# NASA's Tetrads and the coming Four Blood Moons



## charito (Oct 12, 2013)

John Hagee talks about the coming four blood moons when I stumbled onto that channel. He was already in the middle of it, but I was intrigued by what he was actually explaining. He was connecting NASA's predictions of coming solar and lunar eclipses (a group of 4) in 2014-2015, with the blood moons of the past.

It's about the message.

He reiterated several times that he's not making the prophesy. What he's doing is using the scientific predictions of NASA and connecting them with the history of Israel, and he's basing this on biblical verses ( Genesis, Joel Ezekiel, and Luke).

These are the coming four blood moons as predicted by NASA.

2014 Apr 15: Total Lunar Eclipse 
2014 Apr 29: Annular Solar Eclipse 
2014 Oct 08: Total Lunar Eclipse 
2014 Oct 23: Partial Solar Eclipse 
NASA - Eclipses During 2014

The last 3 times the blood moons - those sets of 4 - appeared were in 1492, 1948 and 1967. NASA kept a record of those.....however, Hagee checked out those dates and those dates were significant in Israel's history.

In *1492* the Edict of Expulsion was decreed in Spain. (This event - with Christopher Columbus - is connected to the discovery of America)

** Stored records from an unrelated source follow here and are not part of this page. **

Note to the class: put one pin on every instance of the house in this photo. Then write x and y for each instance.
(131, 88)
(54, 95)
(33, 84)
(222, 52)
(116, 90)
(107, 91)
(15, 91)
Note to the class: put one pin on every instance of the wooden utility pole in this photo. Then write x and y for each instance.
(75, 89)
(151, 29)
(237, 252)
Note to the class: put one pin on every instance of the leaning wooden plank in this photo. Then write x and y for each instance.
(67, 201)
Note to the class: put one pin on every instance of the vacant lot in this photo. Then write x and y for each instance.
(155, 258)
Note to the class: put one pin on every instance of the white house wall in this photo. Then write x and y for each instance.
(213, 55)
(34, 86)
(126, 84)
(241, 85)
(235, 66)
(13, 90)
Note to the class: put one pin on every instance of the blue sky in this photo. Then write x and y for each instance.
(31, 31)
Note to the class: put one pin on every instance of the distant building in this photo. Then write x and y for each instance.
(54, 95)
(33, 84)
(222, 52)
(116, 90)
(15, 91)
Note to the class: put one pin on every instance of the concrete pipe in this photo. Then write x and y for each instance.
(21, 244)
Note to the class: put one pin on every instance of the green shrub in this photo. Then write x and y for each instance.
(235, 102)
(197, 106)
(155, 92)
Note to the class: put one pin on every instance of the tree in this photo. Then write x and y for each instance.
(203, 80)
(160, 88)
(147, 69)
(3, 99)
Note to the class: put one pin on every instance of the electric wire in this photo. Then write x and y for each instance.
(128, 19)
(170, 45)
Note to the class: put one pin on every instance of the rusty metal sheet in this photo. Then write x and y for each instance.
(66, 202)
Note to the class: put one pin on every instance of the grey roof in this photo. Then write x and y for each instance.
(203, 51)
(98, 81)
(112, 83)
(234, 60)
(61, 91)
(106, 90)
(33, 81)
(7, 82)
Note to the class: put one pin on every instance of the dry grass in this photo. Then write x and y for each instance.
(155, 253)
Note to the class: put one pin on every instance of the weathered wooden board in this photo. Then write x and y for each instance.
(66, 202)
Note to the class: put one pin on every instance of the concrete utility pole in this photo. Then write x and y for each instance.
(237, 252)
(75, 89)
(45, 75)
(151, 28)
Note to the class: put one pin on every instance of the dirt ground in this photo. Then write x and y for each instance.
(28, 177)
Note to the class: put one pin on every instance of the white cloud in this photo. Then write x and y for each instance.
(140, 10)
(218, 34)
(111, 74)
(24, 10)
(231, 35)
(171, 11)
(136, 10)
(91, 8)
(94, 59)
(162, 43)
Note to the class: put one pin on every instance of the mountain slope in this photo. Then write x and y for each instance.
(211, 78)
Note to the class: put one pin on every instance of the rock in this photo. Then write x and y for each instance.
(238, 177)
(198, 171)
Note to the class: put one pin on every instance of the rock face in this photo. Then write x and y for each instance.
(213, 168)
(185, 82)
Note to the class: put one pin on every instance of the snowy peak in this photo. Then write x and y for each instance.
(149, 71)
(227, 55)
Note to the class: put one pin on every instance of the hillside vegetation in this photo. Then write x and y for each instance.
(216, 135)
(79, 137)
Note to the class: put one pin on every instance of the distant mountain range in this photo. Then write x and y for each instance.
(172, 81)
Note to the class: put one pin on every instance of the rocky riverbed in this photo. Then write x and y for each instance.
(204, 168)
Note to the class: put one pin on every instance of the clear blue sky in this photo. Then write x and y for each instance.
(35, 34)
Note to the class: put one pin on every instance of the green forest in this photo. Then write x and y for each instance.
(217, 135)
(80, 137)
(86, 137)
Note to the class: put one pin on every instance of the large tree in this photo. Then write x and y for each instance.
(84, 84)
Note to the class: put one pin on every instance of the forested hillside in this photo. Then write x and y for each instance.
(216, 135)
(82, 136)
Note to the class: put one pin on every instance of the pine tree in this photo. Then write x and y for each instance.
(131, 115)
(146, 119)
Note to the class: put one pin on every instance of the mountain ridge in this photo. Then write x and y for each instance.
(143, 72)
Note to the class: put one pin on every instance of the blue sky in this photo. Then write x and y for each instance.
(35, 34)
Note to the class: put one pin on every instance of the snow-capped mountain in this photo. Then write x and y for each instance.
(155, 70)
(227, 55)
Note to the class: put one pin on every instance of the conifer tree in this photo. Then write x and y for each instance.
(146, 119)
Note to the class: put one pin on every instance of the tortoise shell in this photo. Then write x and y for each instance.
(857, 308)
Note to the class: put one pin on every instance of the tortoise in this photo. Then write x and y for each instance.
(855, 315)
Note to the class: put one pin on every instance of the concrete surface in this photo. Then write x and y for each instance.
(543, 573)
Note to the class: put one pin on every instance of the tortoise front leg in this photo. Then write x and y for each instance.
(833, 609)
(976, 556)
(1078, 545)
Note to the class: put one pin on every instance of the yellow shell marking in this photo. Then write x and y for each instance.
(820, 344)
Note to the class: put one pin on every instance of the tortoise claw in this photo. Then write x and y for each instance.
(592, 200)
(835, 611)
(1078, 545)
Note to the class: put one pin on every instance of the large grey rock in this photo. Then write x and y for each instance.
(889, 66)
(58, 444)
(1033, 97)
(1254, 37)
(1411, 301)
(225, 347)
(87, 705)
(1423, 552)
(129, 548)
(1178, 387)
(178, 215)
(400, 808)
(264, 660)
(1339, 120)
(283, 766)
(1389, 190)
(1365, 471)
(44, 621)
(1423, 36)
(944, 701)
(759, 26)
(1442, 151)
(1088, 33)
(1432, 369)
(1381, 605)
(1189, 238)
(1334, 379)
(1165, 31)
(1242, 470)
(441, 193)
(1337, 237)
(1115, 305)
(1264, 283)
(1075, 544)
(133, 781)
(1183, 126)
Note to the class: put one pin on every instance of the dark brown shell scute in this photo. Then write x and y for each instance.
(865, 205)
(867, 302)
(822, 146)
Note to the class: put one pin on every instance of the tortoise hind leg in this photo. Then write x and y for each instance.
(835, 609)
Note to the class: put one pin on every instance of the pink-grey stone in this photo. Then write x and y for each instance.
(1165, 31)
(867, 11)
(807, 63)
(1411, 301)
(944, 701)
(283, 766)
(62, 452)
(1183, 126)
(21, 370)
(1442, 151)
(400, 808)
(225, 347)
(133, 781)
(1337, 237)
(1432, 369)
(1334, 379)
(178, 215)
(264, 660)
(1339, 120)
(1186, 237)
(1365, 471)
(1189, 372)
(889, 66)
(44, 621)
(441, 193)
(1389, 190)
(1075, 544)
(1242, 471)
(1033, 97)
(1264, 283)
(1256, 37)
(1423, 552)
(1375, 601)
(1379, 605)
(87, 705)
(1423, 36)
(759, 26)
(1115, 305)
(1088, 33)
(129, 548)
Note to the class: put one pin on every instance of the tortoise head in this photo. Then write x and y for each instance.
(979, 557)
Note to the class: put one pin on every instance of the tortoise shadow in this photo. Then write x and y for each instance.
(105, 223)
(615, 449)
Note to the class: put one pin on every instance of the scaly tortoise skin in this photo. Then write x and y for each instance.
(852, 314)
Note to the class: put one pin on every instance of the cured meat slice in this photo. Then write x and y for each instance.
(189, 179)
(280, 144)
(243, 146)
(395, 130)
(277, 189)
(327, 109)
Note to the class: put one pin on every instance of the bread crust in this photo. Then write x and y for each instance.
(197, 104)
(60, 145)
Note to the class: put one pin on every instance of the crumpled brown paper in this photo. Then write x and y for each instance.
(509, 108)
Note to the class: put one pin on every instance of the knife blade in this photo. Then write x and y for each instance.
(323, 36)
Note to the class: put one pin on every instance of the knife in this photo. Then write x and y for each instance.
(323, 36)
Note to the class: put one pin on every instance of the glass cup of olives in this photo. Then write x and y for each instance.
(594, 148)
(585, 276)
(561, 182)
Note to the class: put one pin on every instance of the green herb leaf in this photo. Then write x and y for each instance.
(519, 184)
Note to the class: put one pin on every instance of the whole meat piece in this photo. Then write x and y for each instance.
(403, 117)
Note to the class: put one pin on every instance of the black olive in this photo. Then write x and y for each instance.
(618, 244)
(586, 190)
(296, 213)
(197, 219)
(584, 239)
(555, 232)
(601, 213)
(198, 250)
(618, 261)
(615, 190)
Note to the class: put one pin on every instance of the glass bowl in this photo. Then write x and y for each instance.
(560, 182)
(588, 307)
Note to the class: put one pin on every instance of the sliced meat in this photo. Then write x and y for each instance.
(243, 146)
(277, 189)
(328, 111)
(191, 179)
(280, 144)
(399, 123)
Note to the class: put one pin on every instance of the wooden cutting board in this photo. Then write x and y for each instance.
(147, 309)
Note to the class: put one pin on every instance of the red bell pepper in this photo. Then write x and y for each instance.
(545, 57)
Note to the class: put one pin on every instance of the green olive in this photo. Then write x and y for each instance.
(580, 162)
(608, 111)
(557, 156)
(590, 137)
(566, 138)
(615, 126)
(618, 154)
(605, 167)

In *1948*, Israel was granted his statehood. Jews came home.

In *1967*, that was the miracle 6-day war. Jerusalem was reunited with Israel.

It's also said that



> _the other two blood moons will come in 2015, but what is the most remarkable is that all four fall on either Passover or Tabernacles -- significant Jewish feasts. The latter two are on Passover, April 4, 2015 and then Tabernacles, the 28th September, 2015. The latter two also have partial solar eclipses associated with them.
> 
> This lunar tetrad event, coupled with Jewish feasts, will only occur once in this 21st century. _


This is a long video, but really quite interesting.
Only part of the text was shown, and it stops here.